The comparison highlights the potential dangers in retrospective data analysis and potential investigator bias.

Opposing conclusions were drawn from these two studies regarding the efficacy of adjuvant radiotherapy with regard to lymph-node status, despite the fact that both studies assessed almost identical data sets.^6,7 Key data missing from the SEER registry include performance status and resection margin involvement, both of which are major prognostic variables. This comparison highlights the potential dangers in retrospective data analysis and potential investigator bias.⁸ Only patients with good performance status can receive adjuvant treatment and will, therefore, inevitably survive longer as a group irrespective of the efficacy of the additional treatment.

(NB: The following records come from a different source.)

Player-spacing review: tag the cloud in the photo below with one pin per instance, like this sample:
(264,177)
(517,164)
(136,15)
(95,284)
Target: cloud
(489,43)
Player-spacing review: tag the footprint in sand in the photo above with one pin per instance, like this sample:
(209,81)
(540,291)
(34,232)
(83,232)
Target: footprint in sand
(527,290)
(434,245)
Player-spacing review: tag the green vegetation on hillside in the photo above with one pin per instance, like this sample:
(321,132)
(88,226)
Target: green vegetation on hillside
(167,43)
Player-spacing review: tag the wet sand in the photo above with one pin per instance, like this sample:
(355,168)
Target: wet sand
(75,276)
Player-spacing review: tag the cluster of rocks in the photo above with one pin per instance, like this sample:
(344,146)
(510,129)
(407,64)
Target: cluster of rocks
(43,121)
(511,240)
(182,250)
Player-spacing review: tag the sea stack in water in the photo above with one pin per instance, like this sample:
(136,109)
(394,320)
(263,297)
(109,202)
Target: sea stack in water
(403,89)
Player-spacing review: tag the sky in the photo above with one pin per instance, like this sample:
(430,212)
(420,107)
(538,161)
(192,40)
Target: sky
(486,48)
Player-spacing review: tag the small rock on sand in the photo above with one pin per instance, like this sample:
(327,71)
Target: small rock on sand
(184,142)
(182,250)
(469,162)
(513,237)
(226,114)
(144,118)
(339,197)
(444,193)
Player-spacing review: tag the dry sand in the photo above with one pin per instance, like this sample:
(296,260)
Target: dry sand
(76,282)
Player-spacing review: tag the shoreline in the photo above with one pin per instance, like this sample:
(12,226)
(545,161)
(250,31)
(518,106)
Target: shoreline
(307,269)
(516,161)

From 1989 to 1995, Sener et al. assessed data from 100,313 patients from the National Cancer Data Base, 9,044 (9%) of whom underwent a resection.⁹ The best 5-year overall survival rate was observed for patients who had resection only (23.4%); patients treated with adjuvant irradiation had a survival rate of 13.7%.

It is for the aforementioned reasons that randomized controlled trials are so valued in informing the evidence base. In the ESPAC-1 trial, median survival was 19.9 months and the 5-year survival rate was 13.2% for patients randomized to adjuvant combination chemoradiation and maintenance chemotherapy, compared with 21.6 months and 29%, respectively, for those treated with maintenance chemotherapy alone.³ The findings were supported by the results of the CONKO-01 trial, in which the median and overall survival rates were 22.1 months and 22.5%, respectively, for patients randomized to adjuvant gemcitabine, compared with 20.2 months and 11.5% for those randomized to observation.¹⁰ The relative benefits of fluorouracil/folinic acid or gemcitabine will be addressed by the ESPAC-3 trial, which is expected to report in early 2009. Together, these results show support for the use of adjuvant chemotherapy but not adjuvant radiotherapy.